#################################
Known pulsar parameter estimation
#################################

CWInPy can be used for perform Bayesian inference on gravitational-wave data to estimate the
gravitational-wave signal parameters for emission from a known pulsar. To sample from the joint
parameter posterior distributions CWInPy uses the `bilby
<https://lscsoft.docs.ligo.org/bilby/>`_ package as an interface to a variety of stochastic sampling
methods.

CWInPy comes with an executable, ``cwinpy_pe``, for performing this analysis, which tries to
emulate, as much as possible, the functionality from the `LALSuite
<https://lscsoft.docs.ligo.org/lalsuite/>`_ code ``lalapps_pulsar_parameter_estimation_nested``
described in [1]_.

There is also an API for running this analysis from within a Python shell or script as described
:ref:`below<API>`.

Running the analysis
--------------------

The script, and :ref:`API`, can be used to perform parameter estimation over a variety of signal
parameter both on real data or simulated data. We will cover some examples of both cases and show
equivalent ways of running the analysis via the use of: command line arguments to the
``cwinpy_pe`` script; a configuration files, or the :ref:`API`. The current command line
arguments for ``cwinpy_pe`` are given :ref:`below<Command line arguments>`.

Example: single detector data
=============================

In the first example we will show how to perform parameter estimation on some real
gravitational-wave data. We will use a short segment of data from the O1 run of the LIGO detectors
(the whole of which can be found on the `GWOSC website
<https://www.gw-openscience.org/archive/O1/>`_) between GPS times of 1132444817 and 1136419217. The
O1 dataset contains a set of simulated pulsar signals that have been `"injected"
<https://www.gw-openscience.org/o1_inj/>`_ into it. We will look at the injected signal named
``PULSAR8``, the parameters of which can be found at `this link
<https://www.gw-openscience.org/static/injections/o1/cw_injections.html>`_.

The data we will use in this example is from the `LIGO Hanford <https://www.ligo.caltech.edu/WA>`_
detector (abbreviated to "H1") and has been heterodyned using the known phase evolution of the
simulated signal (see the description :ref:`here<Heterodyned Data>`), and low-pass filtered and
down-sampled to a rate of one sample per minute. This data file (in a gzipped format) can be
downloaded here: :download:`fine-H1-PULSAR08.txt.gz <data/fine-H1-PULSAR08.txt.gz>`.
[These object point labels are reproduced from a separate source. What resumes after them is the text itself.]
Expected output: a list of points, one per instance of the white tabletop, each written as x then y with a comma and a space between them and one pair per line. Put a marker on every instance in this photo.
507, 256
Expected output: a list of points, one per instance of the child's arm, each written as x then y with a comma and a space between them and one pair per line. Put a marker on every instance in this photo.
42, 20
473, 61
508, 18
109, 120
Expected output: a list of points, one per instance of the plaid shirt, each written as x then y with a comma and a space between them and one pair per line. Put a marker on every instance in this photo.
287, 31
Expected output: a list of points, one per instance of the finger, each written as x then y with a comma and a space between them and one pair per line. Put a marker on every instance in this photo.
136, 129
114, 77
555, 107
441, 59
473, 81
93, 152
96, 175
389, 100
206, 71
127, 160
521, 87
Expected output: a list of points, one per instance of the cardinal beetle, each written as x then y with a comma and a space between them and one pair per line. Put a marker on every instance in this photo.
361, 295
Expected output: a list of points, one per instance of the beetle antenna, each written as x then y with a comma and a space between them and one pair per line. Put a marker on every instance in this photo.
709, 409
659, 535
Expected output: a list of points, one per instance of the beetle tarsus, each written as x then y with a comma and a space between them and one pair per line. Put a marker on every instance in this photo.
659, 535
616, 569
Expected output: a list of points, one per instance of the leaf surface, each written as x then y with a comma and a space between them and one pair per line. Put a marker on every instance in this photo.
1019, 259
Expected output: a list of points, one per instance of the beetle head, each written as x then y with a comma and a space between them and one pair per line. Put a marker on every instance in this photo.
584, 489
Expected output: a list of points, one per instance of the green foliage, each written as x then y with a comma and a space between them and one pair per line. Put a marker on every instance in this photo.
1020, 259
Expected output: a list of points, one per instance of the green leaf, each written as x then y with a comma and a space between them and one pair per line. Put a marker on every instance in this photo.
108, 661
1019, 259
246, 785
A TEMPO(2)-style [2]_ pulsar parameter (``.par``) file for this simulated signal is reproduced below
and can be downloaded :download:`here <data/PULSAR08.par>`, where it should be noted that the ``F0``
and ``F1`` parameters in that file are the expected **rotation** frequency and frequency derivative
of the putative pulsar, so they are **half** that of the simulated gravitational-wave signal in the
data.

.. literalinclude:: data/PULSAR08.par

Here we will try and estimate four of the signal's parameters: the gravitational-wave amplitude
:math:`h_0`; the inclination angle :math:`\iota` of the rotation axis to the line-of-sight; the
initial rotational phase of the signal :math:`\phi_0`; and the polarisation angle of the source
:math:`\psi`. To do this we have to define a file containing the prior probability distributions for
these parameters. We can define the priors in a file as described in the documentation for the
`bilby package <https://lscsoft.docs.ligo.org/bilby/prior.html>`_, which is reproduced below and can
be downloaded :download:`here <data/example1_prior.txt>`:

.. literalinclude:: data/example1_prior.txt

Here we have set the prior on :math:`h_0` to be uniform between 0 and 10\ :sup:`-22`, where in
this case the maximum has been chosen to be large compared to the expected signal strength. The
combination of the :math:`\iota` and :math:`\psi` parameters has been chosen to be uniform over a
sphere, which means using a uniform prior over :math:`\psi` between 0 and :math:`\pi/2` (there is a
degeneracy meaning this doesn't have to cover the full range between 0 and :math:`2\pi` [1]_ [3]_),
and a sine distribution prior on :math:`\iota` (equivalently one could use a uniform prior on a
:math:`\cos{\iota}` parameter between -1 and 1.) The :math:`\phi_0` parameter is the rotational
phase, so only needs to span 0 to :math:`\pi` to cover the full phase of the equivalent
gravitational-wave phase parameter in the case where the source is emitting at twice the rotational
frequency.

With the data at hand, and the priors defined, the analysis can now be run. It is recommended to run
by setting up a configuration file, although as mentioned equivalent command line arguments can be
passed to ``cwinpy_pe`` (or a combination of a configuration file and command line arguments may
be useful if defining some fixed setting for many analyses in the file, but making minor changes for
individual cases on the command line.) A configuration file for this example is shown below, with
comments describing the parameters given inline:

.. literalinclude:: data/example1_config.ini

.. note::

   When using the `dynesty <https://dynesty.readthedocs.io/en/latest/>`_ sampler (as wrapped through
   `bilby <https://lscsoft.docs.ligo.org/bilby/>`_) it will default to use the ``rwalk`` sampling
   method. In this example, in the ``sampler-kwargs`` argument the ``'sample'`` method value is
   instead set to ``'rslice'`` as this is found to be quicker than ``rwalk`` when the other
   arguemnts are left at their default values. If using ``rwalk`` it is worthwhile exploring
   different values of the ``walks`` argument to find the most efficient settings. Further
   information on dynesty settings can be found
   `here <https://dynesty.readthedocs.io/en/latest/faq.html#sampling-questions>`_.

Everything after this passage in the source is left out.